Justinmore.info : L’installation des exécutifs communaux se déroule dans un climat de violences  très tendues. Quel en est votre avis ?   

Abdoulaye Kourouma : Vraiment, nous avons des problèmes. Nous, notre parti politique a des problèmes dans la préfecture de Beyla, précisément dans la sous-préfecture de  Karala. Je sais que c’est l’Etat qui est promoteur de la violence et des violations flagrantes des lois dans le pays. Dans la sous-préfecture de Karala, il y a 17 conseillers. Le parti RRD a 9 conseillers, le RPG a en 7 et l’UFDG en a 1. Ce qui veut probablement dire que nous devons gagner l’exécutif à Karala. Je m’en vais vous dire qu’on était surpris de voir l’autorité en charge d’installation de l’exécutif qui est allé avec des pickups de la gendarmerie, avec des policiers et quelques militaires dans la sous-préfecture de Karala, le 1er novembre en se dirigeant au domicile du responsable RPG arc-en-ciel. Après une vingtaine de minutes d’entretien, ils ont pris leur voiture sans poser de question pour sortir de la sous-préfecture. Après vingt  minutes, c’est sur la voix des réseaux sociaux que nous avons appris la victoire du RPG sans qu’il y ait eu une élection de l’exécutif. Lorsque la population a appris connaissance de cette nouvelle farfelue  par la voix des réseaux sociaux, elle s’est  tout de suite mobilisée et est allée au domicile du maire élu, lui retirer le tricolore, le cachet et tous les documents administratifs que cette commission avait laissés avec lui! Puis, elle a sommé le maire autoproclamé de quitter la ville. Aujourd’hui, il n’y a aucun élément du RPG à Karala, et même l’autorité n’est plus présente!

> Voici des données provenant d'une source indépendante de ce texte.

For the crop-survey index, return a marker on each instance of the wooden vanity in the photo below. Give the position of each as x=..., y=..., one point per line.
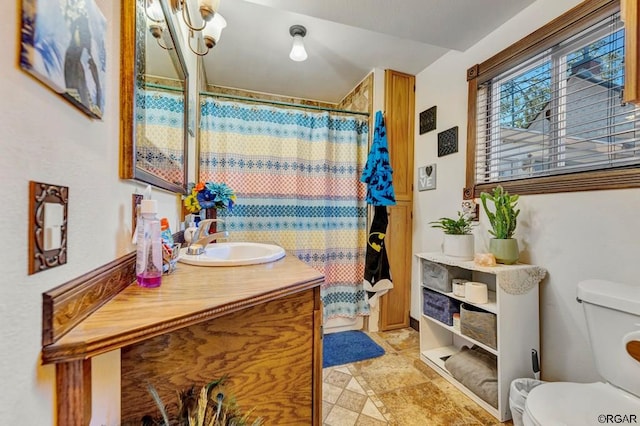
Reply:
x=258, y=324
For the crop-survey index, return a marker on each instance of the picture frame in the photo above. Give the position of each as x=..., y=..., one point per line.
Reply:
x=448, y=142
x=63, y=46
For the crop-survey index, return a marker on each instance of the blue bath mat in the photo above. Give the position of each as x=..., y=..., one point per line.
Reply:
x=348, y=346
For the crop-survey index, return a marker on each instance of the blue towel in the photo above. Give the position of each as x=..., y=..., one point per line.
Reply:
x=377, y=173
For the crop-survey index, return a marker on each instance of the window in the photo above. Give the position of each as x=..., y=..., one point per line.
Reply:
x=550, y=116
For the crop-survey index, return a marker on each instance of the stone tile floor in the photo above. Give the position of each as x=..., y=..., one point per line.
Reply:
x=395, y=389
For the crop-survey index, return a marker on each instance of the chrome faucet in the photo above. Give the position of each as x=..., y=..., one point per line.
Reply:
x=202, y=237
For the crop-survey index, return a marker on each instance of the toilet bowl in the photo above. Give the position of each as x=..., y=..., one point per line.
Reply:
x=565, y=403
x=612, y=312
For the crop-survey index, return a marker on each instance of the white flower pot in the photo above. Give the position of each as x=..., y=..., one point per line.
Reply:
x=458, y=246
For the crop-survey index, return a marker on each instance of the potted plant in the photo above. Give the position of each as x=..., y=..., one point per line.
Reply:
x=458, y=240
x=503, y=220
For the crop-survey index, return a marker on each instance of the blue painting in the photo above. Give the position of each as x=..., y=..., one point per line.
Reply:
x=63, y=45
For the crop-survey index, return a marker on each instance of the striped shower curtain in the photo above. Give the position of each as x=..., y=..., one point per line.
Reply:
x=296, y=175
x=160, y=133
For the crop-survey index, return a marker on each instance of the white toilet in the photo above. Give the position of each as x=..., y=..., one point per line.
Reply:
x=612, y=311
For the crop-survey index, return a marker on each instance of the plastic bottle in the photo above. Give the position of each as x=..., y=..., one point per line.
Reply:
x=149, y=246
x=165, y=232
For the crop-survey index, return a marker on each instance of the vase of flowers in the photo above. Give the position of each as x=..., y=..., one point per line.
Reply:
x=207, y=198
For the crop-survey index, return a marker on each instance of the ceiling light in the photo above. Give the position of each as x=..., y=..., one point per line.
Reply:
x=212, y=22
x=298, y=53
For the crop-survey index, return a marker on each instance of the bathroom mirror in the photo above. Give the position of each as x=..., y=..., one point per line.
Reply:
x=153, y=97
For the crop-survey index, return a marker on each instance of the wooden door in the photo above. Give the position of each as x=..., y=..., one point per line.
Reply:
x=399, y=119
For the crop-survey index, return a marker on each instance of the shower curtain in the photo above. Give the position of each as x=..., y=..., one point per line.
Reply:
x=160, y=133
x=296, y=175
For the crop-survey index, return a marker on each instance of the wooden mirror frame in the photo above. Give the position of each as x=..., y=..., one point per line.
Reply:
x=130, y=49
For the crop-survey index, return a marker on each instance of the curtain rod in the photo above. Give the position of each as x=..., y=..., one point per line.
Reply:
x=289, y=104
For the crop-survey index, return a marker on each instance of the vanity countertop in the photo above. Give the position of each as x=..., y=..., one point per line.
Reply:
x=190, y=295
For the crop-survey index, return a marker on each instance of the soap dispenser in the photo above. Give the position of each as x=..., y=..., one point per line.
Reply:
x=149, y=246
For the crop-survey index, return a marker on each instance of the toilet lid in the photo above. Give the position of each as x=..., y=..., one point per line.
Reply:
x=563, y=403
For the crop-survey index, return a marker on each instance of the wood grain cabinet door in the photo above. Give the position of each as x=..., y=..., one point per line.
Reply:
x=399, y=119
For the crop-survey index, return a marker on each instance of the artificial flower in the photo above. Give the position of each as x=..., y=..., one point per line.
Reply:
x=206, y=195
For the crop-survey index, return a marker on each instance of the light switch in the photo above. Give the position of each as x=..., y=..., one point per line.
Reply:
x=53, y=221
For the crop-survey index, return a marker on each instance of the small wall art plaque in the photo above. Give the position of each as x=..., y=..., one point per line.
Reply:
x=448, y=142
x=428, y=120
x=427, y=177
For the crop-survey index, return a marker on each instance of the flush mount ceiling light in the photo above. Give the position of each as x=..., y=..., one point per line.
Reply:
x=212, y=22
x=298, y=53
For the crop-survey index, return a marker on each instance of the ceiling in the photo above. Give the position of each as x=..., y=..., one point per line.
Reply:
x=345, y=40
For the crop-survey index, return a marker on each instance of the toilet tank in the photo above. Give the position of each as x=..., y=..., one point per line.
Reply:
x=612, y=311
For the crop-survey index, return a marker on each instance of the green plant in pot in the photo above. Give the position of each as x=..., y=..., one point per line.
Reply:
x=503, y=220
x=458, y=240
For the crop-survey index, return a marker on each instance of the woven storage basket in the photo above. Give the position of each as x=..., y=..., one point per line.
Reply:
x=439, y=306
x=478, y=324
x=439, y=276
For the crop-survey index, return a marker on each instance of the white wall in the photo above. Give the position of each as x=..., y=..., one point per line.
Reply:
x=46, y=139
x=574, y=236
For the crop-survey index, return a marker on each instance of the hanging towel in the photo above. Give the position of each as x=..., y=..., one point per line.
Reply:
x=377, y=276
x=377, y=172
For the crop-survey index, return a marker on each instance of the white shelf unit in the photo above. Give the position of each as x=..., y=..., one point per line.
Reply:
x=517, y=322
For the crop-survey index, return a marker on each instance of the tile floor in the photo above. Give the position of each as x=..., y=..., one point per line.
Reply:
x=395, y=389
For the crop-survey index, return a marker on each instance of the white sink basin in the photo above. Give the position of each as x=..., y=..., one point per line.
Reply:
x=233, y=254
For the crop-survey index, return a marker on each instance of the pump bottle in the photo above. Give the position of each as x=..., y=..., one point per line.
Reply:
x=149, y=246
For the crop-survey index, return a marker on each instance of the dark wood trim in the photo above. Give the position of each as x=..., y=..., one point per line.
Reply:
x=127, y=85
x=471, y=136
x=631, y=18
x=67, y=305
x=575, y=20
x=57, y=353
x=587, y=181
x=73, y=393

Le préfet a appris de son côté que la population est allée récupérer les documents administratifs aux mains du maire élu. Il s’est permis d’envoyer deux pickups de CMIS. Quand les policiers sont arrivés sur place, sans demander ce qui s’est passé, ils se sont mis  à lancer des gaz lacrymogènes dans le village. Et tout de suite, la population a réussi à maîtriser ces agents de sécurité et leurs pickups. Il a fallu l’intervention du président du parti (moi-même), pour ne pas qu’ils soient ligotés.   c’est ainsi que le préfet de N’Nzérékoré qui m’avait appelé pour me dire d’intervenir, puisque l’autorité avait déjà une information que la population avait maîtrisé les forces de l’ordre qui y étaient envoyées. Et moi, ils m’ont appelé d’intervenir pour ne pas qu’on puisse les tuer. C’est  à grâce à notre intervention que la population a pu libérer ces agents de sécurité et leur a demandé de quitter immédiatement  la ville.

Au jour d’aujourd’hui, il n’y a aucun élément du RPG dans cette préfecture. Ce qui traduit déjà que le parti est fort dans cette localité et que la population le soutient. Je crois que c’est le comble des violations de loi. Et s’il y a problème, c’est l’Etat reste et demeure  responsable. Mais à la base, il y a un antécédent entre le préfet et  la population de cette localité car il s’est rendu dans un petit village où il a insulté les sages, ce qui a fait l’objet d’une plainte contre lui pour injure publique et abus d’autorité,

Ce problème était pendant à la justice, il avait installé les 12 sous-préfectures sur les 13 laissant la sous-préfecture de Karala. Nous avons été rencontrer à huit reprises le gouverneur de la région administrative de N’Zérékoré, l’informer du comportement et de l’attitude du préfet de Beyla, pour le refus d’installer l’exécutif conformément à la loi dans la sous-préfecture de Karala. Chaque fois, il appelait le préfet et lui disait de passer à l’acte. Comme j’ai vu que la hiérarchie n’est pas respectée à leur niveau, j’ai appelé le directeur national de l’administration du territoire qui est monsieur FadamaItala Kourouma à cinq reprises, il m’a dit que les mesures sont en train d’être prises pour installer le maire de Karala. J’étais donc surpris que l’installation se fasse en catimini, sans qu’il n’y ait élection de l’exécutif, avec les violences dont je vous ai parlées. Je suis au regret de vous dire que ça n’honore pas l’Etat, l’administration, si aucun élément de l’administration n’existe dans une sous-préfecture, faute au non-respect de loi, c’est terrible. Donc à N’Zérékoré, nous avons réussi à avoir trois vices maires.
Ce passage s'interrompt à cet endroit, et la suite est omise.